For the viewer, it’s the latter. Scenes that show Miyazaki in unexpectedly private moments become both a metaphor for stripping away the layers of his public persona and a way to reveal Miyazaki’s sense of humor about himself and willingness to be vulnerable.
Mortality looms large in both Miyazaki’s “The Boy and the Heron” and Arakawa’s documentary. The loss of Isao Takahata, Miyazaki’s longtime collaborator and co-founder of Studio Ghibli, occurs during production and casts a shadow over it. But Miyazaki has always dealt with the theme of death.
“In most of his films, there’s a shadow of death, if you will,” Arakawa says. “Miyazaki also tends to almost romanticize death, which made me afraid he wanted to go to the other side.
“He would talk about the past, about how he became a filmmaker, and I’d feel this fear that he was preparing to leave. As if when he would finish telling that story of becoming a filmmaker, he would die. I even stopped some conversations, just because I didn’t want this to happen.”
But Miyazaki is still very much alive and healthy, Arakawa says. And so is Miyazaki’s long partnership with Suzuki, which is one of the documentary’s most compelling threads. Arakawa likens their bond to a “one-sided love story,” with Miyazaki often seeking Suzuki’s approval and affection. But in the film, their brotherly bond is clear to the viewer. Miyazaki can be demanding and difficult, and Suzuki balances him with pragmatism and humor — a dynamic that inspired the relationship between Mahito and the heron in “The Boy and the Heron.”
One of the most challenging aspects of editing the film was sifting through over 1,000 hours of footage. “It took a year just to watch it all,” Arakawa says. “I don’t think anyone other than NHK would have been so generous in letting me spend that much time.”
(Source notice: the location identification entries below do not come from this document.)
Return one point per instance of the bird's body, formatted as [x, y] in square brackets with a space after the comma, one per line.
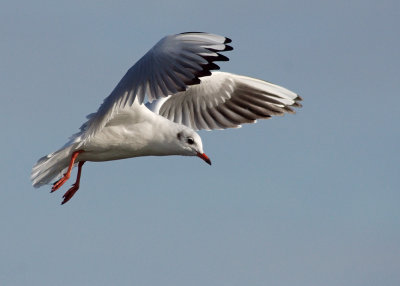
[183, 96]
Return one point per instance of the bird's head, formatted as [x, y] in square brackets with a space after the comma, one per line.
[191, 145]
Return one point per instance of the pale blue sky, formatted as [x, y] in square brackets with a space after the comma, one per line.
[304, 199]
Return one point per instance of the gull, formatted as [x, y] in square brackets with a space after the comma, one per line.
[160, 103]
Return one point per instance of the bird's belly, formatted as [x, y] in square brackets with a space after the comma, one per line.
[114, 143]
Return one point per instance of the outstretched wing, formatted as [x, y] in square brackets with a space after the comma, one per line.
[226, 100]
[173, 64]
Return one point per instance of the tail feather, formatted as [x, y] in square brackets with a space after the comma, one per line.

Although “The Boy and the Heron” is speculated to be Miyazaki’s final film, Arakawa isn’t ready to close the book on his collaboration with the animator. “I’m still filming him,” he says. “Miyazaki has teasingly said to me that as long as I’m intending to film him at the end of his life, I’m not going to be able to liberate myself from the idea of mortality and death.”
As for whether Arakawa plans to explore subjects other than Studio Ghibli, he remains open to the idea. “I’m interested in Toshio Suzuki’s story,” he says, while making it clear that Miyazaki is such a singular figure, there’s always more to uncover.
Arakawa also underscores how Miyazaki is still his filmmaking mentor in many ways even though they work with contrasting areas of the medium: documentary versus animation. But some things remain true in both genres, such as the beauty of not making things too clear.
“Miyazaki says that understanding something makes it obsolete,” Arakawa says. “If you fully understand a piece of cinema, that means it’s consumed in that moment and obsolete. He thinks that if you’re going to make films, then make something that’s on the verge of being understood. So sometimes when I show people my footage, not everyone understands it.”